PBMs profit from rebate structures. Manufacturers often inflate the list price of a drug to offer a larger rebate, which PBMs can retain a portion of. This creates a perverse incentive. A biosimilar may offer a lower price, but a brand-name drug with a bigger rebate might be more attractive to the PBM. That means a lower-cost drug could get blocked in favor of one that costs more overall.

Some biosimilar makers have responded by launching both branded and unbranded versions of the same drug at different price points. For example, Amgen released two versions of Amjevita, a biosimilar to adalimumab (used to treat Moderate to Severe Rheumatoid Arthritis), to satisfy both patients seeking affordability and PBMs seeking higher rebates.

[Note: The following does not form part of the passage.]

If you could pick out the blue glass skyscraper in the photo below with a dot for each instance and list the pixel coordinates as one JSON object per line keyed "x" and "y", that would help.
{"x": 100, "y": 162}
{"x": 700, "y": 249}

Most policy proposals fall short. Congress and federal agencies have explored a range of ideas to lower drug prices: importation, inflation rebates, advertising restrictions, and earlier generic entry. But according to the Congressional Budget Office, none of these moves, except for international reference pricing, is expected to reduce prices by more than 5 percent. Most changes would lower prices by less than 1 percent.

To be clear, even small reductions matter. A 1 percent drop in drug prices can translate into billions in annual savings. But relying on modest, incremental reforms while ignoring the structural bottlenecks to biosimilar adoption is a lost opportunity.

Here is what needs to change. The legal landscape must become less hostile to biosimilar challengers. That means reforming the patent system to prevent abuse, streamlining the FDA approval pathway, and providing clearer rules for interchangeability.

Payers and policymakers must realign incentives. PBMs should be rewarded for choosing lower-cost alternatives, not for extracting rebates. Physicians and patients need better education on the safety and efficacy of biosimilars. Biosimilar makers should be supported in building manufacturing capacity for complex products, not punished for entering a defensive market.

The United States must also recognize its own market power. By demanding affordability, transparency, and fair competition, it can reset global norms for drug pricing. Without meaningful reform, the burden will continue to fall hardest on American patients, many of whom are already rationing medications or skipping doses to save money.

Biosimilars are not a silver bullet, but they are a proven tool. What is missing is not proof of concept. What is missing is the political will to unlock their full potential. A $232 billion savings opportunity is sitting on the table. The question is whether we will seize it or let it expire along with the patents.